The “Mentor/Mentee” Bromance
The “Breaking Bad” duo of chemistry-teacher-turned-crystal-meth-magician Walter White and his brooding assistant Jesse Pinkman is setting a new standard for the traditional mentor/mentee archetype. Walter saves Jesse’s life just as often as he endangers it, and bucking against Walter’s heavy hand, Jesse transforms into an unlikely hero.
Lenny Abramov of Gary Shteyngart’s Super Sad True Love Story is another unlikely hero, so doe-eyed is he as he waits upon his boss and role model Joshie Goldmann. Lenny has too much heart to end up like Joshie, and much like Walt and Jesse, the relationship comes at a great cost. Betrayal is almost inevitable when a teacher is not as loyal as his student.
The “Landed Gentry” Bromance
Bromances aren’t just a contemporary American phenomenon. The British were bromancing since the days of the landed gentry, when Mr. Darcy and Mr. Bingley vacationed together in Hertfordshire. Similarly, Lord Grantham and Matthew Crawley made a tight pair once the Titanic sank with Downtown Abbey’s heir aboard.
Here’s the dark side: Money doesn’t matter among the rich, as long as it isn’t in jeopardy. As honorable as Lord Grantham might be, he never took an interest in his younger relation until he knew his family’s welfare depended on him. Thus the conflicts between them continued to stem from the opposing forces of equality and privilege.
The “Dead Body” Bromance
Remember the scene at the end of “Speed” when Sandra Bullock tells Keanu Reeves relationships that start under intense circumstances never last? Clearly, she and Keanu never found a dead body together. A shared love for the macabre unites Sherlock Holmes and Dr. Watson as they examine corpse after corpse in the BBC’s contemporary retelling of Sir Arthur Conan Doyle’s beloved mysteries. And in the case of the boys from Stephen King’s novella “The Body,” it took only one corpse to yoke them together for life.

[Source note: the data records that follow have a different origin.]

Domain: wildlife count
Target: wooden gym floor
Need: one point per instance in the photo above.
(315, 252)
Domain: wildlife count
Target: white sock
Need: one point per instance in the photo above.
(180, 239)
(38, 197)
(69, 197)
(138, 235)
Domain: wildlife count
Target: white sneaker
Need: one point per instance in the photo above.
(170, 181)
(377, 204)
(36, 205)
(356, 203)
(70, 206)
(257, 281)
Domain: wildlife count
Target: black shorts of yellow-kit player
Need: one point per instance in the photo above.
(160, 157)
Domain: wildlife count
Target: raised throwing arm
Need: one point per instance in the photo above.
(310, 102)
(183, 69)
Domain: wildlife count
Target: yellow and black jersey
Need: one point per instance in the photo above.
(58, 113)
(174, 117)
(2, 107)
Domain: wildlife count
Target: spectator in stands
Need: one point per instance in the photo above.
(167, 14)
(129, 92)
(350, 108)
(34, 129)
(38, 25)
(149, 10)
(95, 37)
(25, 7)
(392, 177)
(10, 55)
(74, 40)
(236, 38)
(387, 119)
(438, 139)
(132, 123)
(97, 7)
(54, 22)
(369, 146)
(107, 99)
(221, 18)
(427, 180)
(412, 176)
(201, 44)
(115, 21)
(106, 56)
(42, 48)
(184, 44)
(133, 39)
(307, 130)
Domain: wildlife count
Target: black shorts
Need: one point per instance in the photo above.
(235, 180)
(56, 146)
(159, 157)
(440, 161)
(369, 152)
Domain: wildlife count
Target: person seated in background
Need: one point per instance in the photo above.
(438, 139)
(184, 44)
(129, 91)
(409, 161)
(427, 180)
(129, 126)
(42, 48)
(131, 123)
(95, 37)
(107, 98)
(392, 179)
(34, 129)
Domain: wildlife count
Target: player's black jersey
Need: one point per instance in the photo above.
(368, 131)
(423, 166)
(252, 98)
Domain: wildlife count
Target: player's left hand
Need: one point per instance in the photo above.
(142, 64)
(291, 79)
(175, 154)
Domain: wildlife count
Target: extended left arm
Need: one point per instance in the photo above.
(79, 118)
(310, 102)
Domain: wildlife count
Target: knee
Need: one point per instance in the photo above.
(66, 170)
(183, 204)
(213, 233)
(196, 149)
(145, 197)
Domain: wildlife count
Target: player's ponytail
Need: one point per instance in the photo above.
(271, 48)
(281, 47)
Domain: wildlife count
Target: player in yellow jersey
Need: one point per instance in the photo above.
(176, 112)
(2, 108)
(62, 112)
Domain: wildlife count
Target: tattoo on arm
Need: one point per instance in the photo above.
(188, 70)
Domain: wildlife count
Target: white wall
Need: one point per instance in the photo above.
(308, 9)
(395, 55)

This insoluble bond (despite the separations of time and distance) is reflected in the final moment of “Stand By Me,” the film adaptation of King’s novella, and a line written by King himself:
“I never had any friends like the ones I had when I was twelve. Jesus, does anyone?”
The “This is It” Bromance
Every once in a while, a bromance comes along that rises above the rest. It’s the real thing; one that’s built to last. This one I award to Shawn and Gus from “Psych.” Best friends since childhood and co-proprietors of Santa Barbara’s most trusted fake psychic-detective agency, these two are better together.
I also have to give this one to Finny & Gene from John Knowles’ A Separate Peace. Broken bones, the pressing threat of war, and the subtle competitions for male prowess etch the deep contours of this coming-of-age friendship. Everlasting love between friends is not indicated by the absence of conflict, but by its resolution.
So there you have it—a quick introduction to the vast terrain that a good bromance can cover, both onscreen and off. But this bromantic directory is by no means exhaustive. Who else belongs on the list?